The case involved an employee of the paper giant Mondi, who was hired by the company, but was told to sign a contract with a labour broker after two years, which he did. The employee, Khululekile Dyokwe, continued to work for Mondi for five and a half years and was then dismissed.
He referred the matter to the Commission for Conciliation, Mediation and Arbitration (CCMA) to determine who his true employer was at the time of his dismissal.
The CCMA found that the employer was the labour broker, Adecco, who after Mr Dyokwe's dismissal from Mondi told him he was too old for the company to place him in other employment.
He then took the matter to the Labour Court for review.
The Labour Court found that Mondi was the employer, and set aside the CCMA's earlier decision. The CCMA was also ordered to arbitrate the dismissal of Mr Dyokwe between him and Mondi.
A CCMA spokeswoman said on Monday the matter was set down for arbitration next month.
Imraan Mahomed, labour director at attorneys Eversheds, says the judgment shows the courts are prepared to come to the assistance of employees in the tripartite relationship and that they are prepared to "make every effort to afford labour protection" to vulnerable workers. He says the judgment sends a "strong signal" to labour brokers and their clients to make sure their relationships are "properly ordered in terms of the law". "If not, the client will face unfair dismissal and other forms of employment related liability," he says.
Audrey Johnson, senior associate at law firm Edward Nathan Sonnenbergs says that the importance of the judgment is in its view of the matter "beyond the contractual relationship".
Cosatu's parliamentary officer, Prakashnee Govender, says the case goes to the "heart" of how labour brokers work. She says they create "legal fictitious employment" which places a "wedge" between the workers and their "true employer", which in turn affects the workers' ability to assert their rights and reduces the "quality" of their employment.
Ms Johnson says this particular case shows that the transfer of employment to the labour broker is a "sham".

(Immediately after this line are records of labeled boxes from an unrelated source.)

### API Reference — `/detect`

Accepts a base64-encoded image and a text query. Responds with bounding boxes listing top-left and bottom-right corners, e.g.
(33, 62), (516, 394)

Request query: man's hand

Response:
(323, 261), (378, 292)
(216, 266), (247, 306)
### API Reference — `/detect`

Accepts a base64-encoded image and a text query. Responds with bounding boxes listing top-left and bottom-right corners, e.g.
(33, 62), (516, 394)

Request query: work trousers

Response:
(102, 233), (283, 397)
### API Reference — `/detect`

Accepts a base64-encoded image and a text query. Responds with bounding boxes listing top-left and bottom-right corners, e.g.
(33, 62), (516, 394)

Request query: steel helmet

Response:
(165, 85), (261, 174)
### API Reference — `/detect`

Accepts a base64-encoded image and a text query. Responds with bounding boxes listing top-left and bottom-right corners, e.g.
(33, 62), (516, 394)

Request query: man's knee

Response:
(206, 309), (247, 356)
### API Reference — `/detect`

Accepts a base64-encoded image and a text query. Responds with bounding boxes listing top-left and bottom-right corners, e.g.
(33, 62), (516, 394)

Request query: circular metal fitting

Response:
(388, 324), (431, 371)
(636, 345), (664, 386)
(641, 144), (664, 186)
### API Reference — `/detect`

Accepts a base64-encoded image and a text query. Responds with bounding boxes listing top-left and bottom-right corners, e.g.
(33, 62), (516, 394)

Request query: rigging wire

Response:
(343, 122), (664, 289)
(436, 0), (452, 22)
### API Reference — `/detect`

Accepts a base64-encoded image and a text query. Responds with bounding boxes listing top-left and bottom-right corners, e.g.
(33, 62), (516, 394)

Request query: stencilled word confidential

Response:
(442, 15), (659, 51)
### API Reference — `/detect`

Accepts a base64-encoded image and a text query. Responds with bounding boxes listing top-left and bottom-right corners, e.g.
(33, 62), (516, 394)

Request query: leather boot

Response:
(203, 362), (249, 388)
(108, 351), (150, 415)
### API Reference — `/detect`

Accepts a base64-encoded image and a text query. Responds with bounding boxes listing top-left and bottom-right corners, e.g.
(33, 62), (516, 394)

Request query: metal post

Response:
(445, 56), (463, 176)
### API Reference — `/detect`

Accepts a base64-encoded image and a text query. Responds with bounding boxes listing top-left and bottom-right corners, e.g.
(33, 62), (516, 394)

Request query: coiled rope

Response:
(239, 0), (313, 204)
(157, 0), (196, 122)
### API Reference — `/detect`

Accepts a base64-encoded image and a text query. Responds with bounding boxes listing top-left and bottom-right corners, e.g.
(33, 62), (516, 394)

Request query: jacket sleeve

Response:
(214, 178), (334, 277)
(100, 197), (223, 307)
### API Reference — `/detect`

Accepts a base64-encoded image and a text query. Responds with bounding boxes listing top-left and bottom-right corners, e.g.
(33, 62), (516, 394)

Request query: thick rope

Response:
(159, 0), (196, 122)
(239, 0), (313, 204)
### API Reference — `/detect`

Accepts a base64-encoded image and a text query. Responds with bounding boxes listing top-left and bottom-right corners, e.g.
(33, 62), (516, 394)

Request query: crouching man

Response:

Department of Labour director for collective bargaining Thembinkosi Mkalipi, responding to the judgment on Monday, said it "confirmed" the department's intentions in terms of the proposed labour amendments before Parliament and once the amendments took effect, workers would be able to rely on existing legislation for protection without taking the matter to court. He said the department would like the amendments to be finalised as soon as possible.